Let's assume you are going to do a potential study.

.

First, if you can, get a big sample of 10 runs of coated paper (to whatever different nominal moisture losses you make) and put each in a moisture-neutral environment. Not sure how this would look since I don't know what your process or product looks like, but let's say it is a high-humidity box for sake of discussion, maybe each sample has a different humidity setting on each box.

.

Next, dice up each sample into test sheets. Mix them all together within sample, but keep the different samples separate in their little boxes.

.

Maintain these in the controlled atmosphere. You now have 10 homogeneous samples from which to draw to perform your MSA - each operator/gauge draws a sample at random from each box (in different random orders!) and measures it. We know we are confounding product with measurement, but by randomizing the test sheets within sample, we hope to have homogenized across that, so anything that stands out on top of that inherent variation (like operator-to-operator or gauge to gauge) is probably gauge related. Basically, we are trying to take it from Class II to closer to a Class I destructive, and we can do the standard MSA on Class I.

.

Now this is so much trouble that, unless you have doubts about the system you have been using for years (and you might!), it probably makes more sense to do this with 8 bigger samples that you use as during the course of your long-term MSA---which you will get in the article following the next one!

.

The other option is instead to test the non-destructive components of the system. We start running into concerns about external validity, though, so be cautious. So by that I mean, maybe a mass balance and a dehumidifier are parts of the process. Well, we can test to see that the balance is in control over time by performing an MSA on that, same with the dehumidifier. If both of those exhibit control and acceptability through time, and we see a problem on a measurement, it is a good first assumption that the problem is in the product.

.

Hmm, maybe I should do an article on destructive gauges?

## Steven: Very helpful set of

Steven: Very helpful set of articles re GR&R, thank you. About "...hardness measurement is a Class III destructive test..." Where are such testing classifications described? We are discussing qualification of NDT measurement systems. Are there classifications for nondestructive inspection techniques, for example, eddy current? Are there strategies for calibrating NDT for which there is no NIST traceability? I look forwar to your repy and the next edition of Quality Digest. BR, Robert Fix

## Hi Robert, and thanks for

Hi Robert, and thanks for reading!

.

From my Black Belt training...

.

A destructive gauge is one that possesses an inability to repeatedly assess the true value.

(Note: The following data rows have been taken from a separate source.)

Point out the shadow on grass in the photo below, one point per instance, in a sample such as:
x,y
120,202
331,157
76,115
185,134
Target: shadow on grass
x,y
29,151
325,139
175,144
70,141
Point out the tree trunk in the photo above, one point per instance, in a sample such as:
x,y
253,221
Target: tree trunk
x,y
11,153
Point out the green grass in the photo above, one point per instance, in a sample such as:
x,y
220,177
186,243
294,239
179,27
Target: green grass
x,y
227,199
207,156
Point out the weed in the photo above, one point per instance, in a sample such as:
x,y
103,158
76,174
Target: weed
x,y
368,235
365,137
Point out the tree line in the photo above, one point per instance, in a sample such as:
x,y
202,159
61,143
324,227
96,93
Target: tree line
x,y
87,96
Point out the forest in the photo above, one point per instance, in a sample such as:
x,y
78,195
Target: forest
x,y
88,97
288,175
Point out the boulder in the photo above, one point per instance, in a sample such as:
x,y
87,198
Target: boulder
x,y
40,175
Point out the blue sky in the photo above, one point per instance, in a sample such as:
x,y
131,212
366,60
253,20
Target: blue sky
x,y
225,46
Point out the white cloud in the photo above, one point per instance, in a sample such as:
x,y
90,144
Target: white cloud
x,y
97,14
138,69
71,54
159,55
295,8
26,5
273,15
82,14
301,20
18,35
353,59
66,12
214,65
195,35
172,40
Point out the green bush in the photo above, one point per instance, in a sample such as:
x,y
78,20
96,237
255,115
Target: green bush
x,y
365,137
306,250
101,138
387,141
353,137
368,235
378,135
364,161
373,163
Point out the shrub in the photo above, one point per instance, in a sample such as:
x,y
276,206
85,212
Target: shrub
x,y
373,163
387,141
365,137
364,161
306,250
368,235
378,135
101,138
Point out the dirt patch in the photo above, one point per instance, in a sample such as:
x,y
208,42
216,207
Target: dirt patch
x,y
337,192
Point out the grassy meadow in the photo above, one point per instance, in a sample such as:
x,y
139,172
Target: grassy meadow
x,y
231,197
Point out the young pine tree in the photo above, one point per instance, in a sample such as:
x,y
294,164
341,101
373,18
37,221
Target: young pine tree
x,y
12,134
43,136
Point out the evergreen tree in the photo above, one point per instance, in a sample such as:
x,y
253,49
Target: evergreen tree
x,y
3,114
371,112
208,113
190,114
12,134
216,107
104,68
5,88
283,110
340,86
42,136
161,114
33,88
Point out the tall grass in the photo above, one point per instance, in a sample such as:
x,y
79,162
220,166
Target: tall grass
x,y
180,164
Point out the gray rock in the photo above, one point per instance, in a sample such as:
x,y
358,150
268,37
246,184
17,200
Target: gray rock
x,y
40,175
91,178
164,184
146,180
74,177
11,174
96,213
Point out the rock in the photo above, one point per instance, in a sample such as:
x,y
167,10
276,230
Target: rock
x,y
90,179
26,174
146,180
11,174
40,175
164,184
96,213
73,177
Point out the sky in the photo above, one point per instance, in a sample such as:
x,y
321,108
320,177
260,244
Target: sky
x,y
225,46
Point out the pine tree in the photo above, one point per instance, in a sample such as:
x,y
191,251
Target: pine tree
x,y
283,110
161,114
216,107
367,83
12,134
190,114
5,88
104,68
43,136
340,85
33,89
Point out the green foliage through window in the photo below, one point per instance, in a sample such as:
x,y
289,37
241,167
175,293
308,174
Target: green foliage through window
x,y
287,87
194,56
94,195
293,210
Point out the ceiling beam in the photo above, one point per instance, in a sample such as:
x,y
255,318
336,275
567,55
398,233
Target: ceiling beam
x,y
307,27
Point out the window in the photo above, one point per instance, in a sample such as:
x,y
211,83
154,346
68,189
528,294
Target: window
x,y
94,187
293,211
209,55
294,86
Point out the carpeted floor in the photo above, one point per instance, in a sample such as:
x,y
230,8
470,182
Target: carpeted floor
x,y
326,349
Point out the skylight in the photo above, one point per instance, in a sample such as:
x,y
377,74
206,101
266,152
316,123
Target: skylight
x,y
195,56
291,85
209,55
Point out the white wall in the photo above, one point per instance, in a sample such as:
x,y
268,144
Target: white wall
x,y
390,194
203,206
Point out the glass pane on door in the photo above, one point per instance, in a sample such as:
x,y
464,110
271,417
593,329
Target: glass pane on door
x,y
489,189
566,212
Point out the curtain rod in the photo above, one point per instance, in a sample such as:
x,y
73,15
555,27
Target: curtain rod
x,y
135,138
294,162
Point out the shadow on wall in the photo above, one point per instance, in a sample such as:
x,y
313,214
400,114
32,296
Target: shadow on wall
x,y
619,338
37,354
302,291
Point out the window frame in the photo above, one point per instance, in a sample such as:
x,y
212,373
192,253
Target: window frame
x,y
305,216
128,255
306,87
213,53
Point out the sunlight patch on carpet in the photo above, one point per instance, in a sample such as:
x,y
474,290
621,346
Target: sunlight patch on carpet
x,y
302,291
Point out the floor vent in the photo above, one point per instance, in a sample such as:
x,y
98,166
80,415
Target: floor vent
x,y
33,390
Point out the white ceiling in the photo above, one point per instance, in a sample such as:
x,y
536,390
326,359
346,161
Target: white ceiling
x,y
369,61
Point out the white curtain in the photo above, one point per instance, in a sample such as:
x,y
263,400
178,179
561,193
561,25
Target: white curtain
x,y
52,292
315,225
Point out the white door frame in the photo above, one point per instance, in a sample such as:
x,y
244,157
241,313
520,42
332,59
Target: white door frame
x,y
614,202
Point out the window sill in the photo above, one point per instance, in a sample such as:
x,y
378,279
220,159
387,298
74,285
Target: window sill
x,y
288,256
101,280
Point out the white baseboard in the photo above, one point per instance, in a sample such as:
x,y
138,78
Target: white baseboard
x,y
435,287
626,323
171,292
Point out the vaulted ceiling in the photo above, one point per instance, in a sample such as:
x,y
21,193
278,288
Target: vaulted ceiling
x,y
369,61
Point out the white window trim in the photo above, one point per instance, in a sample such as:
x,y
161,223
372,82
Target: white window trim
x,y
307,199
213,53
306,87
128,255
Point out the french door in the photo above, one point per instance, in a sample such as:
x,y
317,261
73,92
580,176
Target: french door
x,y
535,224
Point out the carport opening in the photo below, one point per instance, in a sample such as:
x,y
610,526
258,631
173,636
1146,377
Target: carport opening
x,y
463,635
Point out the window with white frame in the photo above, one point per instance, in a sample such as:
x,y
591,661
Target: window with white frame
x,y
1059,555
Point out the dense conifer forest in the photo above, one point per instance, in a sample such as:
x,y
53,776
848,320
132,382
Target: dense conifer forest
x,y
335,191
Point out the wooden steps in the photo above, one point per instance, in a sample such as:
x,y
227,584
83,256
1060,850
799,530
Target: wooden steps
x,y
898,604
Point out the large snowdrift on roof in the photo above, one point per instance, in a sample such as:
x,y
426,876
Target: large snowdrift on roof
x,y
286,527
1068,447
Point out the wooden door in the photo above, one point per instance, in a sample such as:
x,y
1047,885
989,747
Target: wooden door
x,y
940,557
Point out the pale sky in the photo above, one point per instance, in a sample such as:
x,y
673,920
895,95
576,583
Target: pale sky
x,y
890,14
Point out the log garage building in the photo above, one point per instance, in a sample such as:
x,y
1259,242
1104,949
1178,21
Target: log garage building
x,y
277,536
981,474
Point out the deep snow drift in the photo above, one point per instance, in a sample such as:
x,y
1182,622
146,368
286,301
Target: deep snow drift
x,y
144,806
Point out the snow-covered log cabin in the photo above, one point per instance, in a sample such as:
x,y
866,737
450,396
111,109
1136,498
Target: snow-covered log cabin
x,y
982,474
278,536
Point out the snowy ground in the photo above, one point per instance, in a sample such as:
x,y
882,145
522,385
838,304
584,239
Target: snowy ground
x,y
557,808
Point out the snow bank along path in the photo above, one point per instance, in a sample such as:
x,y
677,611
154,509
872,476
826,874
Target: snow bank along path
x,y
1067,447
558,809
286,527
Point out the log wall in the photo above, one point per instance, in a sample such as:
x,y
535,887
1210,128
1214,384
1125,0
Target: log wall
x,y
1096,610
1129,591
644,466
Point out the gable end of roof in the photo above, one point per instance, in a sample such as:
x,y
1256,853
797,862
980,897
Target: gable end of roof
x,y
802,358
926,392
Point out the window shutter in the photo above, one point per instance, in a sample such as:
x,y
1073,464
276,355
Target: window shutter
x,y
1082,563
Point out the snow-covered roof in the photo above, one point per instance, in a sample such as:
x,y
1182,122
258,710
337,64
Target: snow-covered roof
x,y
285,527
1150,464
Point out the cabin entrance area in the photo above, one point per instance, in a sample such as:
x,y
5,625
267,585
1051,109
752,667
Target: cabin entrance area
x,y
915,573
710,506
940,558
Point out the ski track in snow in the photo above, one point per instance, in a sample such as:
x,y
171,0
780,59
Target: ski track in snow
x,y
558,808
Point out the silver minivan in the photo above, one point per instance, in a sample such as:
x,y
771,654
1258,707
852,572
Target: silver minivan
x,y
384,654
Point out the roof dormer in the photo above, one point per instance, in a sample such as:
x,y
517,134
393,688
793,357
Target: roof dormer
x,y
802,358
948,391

-Class I: The specimen is destroyed, but we are capable of sampling from homogeneous lots or subgroups

-Class II: The specimen is destroyed, and only heterogeneous lots or batches are available

-Class III: Are capable of repeated measuring, but the true value of the specimen is changing

.

Each can be handled for MSA.

.

Some apparently NDT are actually destructive. My first MSA was using a micrometer to measure 1-2" thick aluminum plate. Gotta be non-destructive, right? Wrong - the right angle on the carbide faces on the mic were shaving off little curls of aluminum, which when I remeasured the area got smashed, but the measurement was detectably thicker. So a mic on a huge slab of metal was a destructive measure!

.

I don't know if a classification system for truly ND tests in regards to MSA. In such cases you have a (theoretically) infinite ability to remeasure the same thing, so you should be able to quantify measurement error completely.

.

"Calibration" is not what we are talking here, and for gauges used for process variables, calibration is frequently irrelevant as long as you have gauge control and acceptability (see my article here: http://www.qualitydigest.com/inside/six-sigma-column/don-t-judge-gauge-i... about that - in the section on Long-Term Studies). But, having said that, what you are asking about will be covered in the article on Long-Term Studies, which ought to be the one after next.